Таким же жаром обдало меня в 1728 году в домике для гостей имения графа Скавронского. Огонь пылал сквозь томный взор карих, огромных и слегка раскосых глаз Елизаветы Вережбинской.

Признаться честно, первое знакомство с баронессой не впечатлило меня. Искусственные букли и локоны; выбеленные пудрой, кукольные лица – вовсе не казались мне привлекательными. Баронесса держалась учтиво, но сухо. От своего папеньки не отходила. Барон Вережбинский с графом просиживали дни за ломберным столиком в гостиной, а девица со скучающим видом поглядывала в окно, и лишь иногда из груди её вырывался тоскливый вздох.

Возможно, я так бы и запомнил баронессу с кислой, безучастной миной, нелепым париком под барашка и аристократично-мертвенной расцветкой лица, если бы не одно утро. А утро было ранним, влажным. Туман оседал на траву и рысью полз по земле, оставляя россыпи сверкающих капелек. Я чинно прогуливался по небольшому графскому садику, дышал воздухом. Но как только поравнялся со старенькой беседкой, любовно окутанной диким плющом, мои ноги словно вросли в землю – я не мог ступить и шага. Первые секунды искренне думал, что сплю и вижу сон. Зыбким миражом казалась эта хрупкая девушка, кутающаяся в пышную шаль из ангоры, с книгой в руках. Её живые волосы спадали такой естественной и слегка небрежной волной на правое плечо. Задумчивое лицо выражало благоговейное спокойствие. И лишь пухлые губы изредка начинали как-то по-детски шептать, проговаривать прочитанные строчки.

Она заметила меня не сразу. Но как только наши взгляды встретились, я узнал в этом видении баронессу. Немного смутившись, она отложила книгу, улыбнулась и поприветствовала меня:

– Доброе утро, господин Аверьев!

(Да, когда-то я был простым Вовкой Аверьевым, без титулов и чинов, родившимся не в то время, не в том веке.)

– Доброе утро, баронесса! – опешив, выговорил я.
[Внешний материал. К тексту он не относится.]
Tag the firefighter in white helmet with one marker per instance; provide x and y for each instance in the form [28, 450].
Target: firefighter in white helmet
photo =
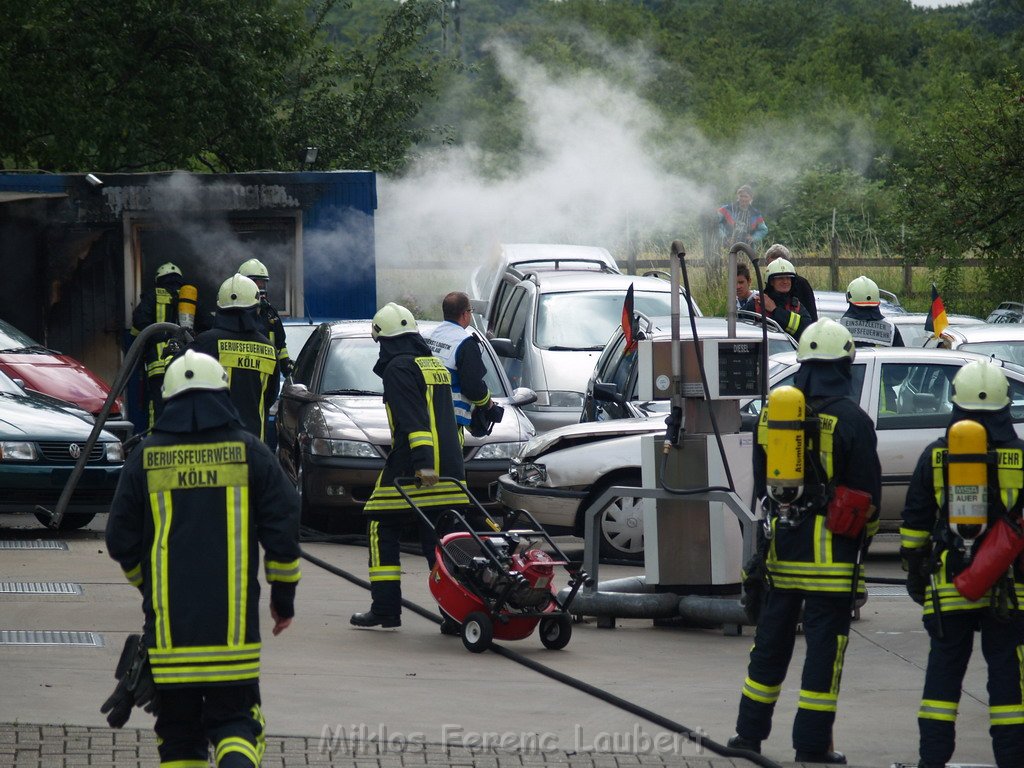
[236, 341]
[961, 543]
[196, 501]
[863, 318]
[821, 511]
Минуту мы смотрели друг на друга, пока я не сообразил, что выгляжу, должно быть, весьма глупо. Откашлявшись для приличия, вошёл в беседку и сел на почтительном расстоянии. Теперь я смог получше разглядеть её лицо, которое, надо признать, совсем не видел раньше за толстым слоем пудры. Кожа у баронессы оказалась на редкость нежной, чистой, с лёгким персиковым оттенком. Гладкие тёмно-русые волосы отливали на солнышке еле уловимой рыжиной. Отчего весь девичий образ будто излучал золотистый, какой-то невероятно согревающий свет. И тут я заметил белесый шрам на переносице, как грубый росчерк наискосок от одной брови до другой. Удивительно, но рубец, которого девушка, по всей видимости, стеснялась и поэтому так густо накладывала косметику, невероятно украшал её личико, делал живым, настоящим, даже в какой-то мере трогательным. Мне вдруг захотелось говорить с ней о чём угодно, пусть даже о самых пустых безделицах – лишь бы подольше она оставалась здесь, рядом со мной в этой тайной, укрытой ото всех диким плющом, беседке.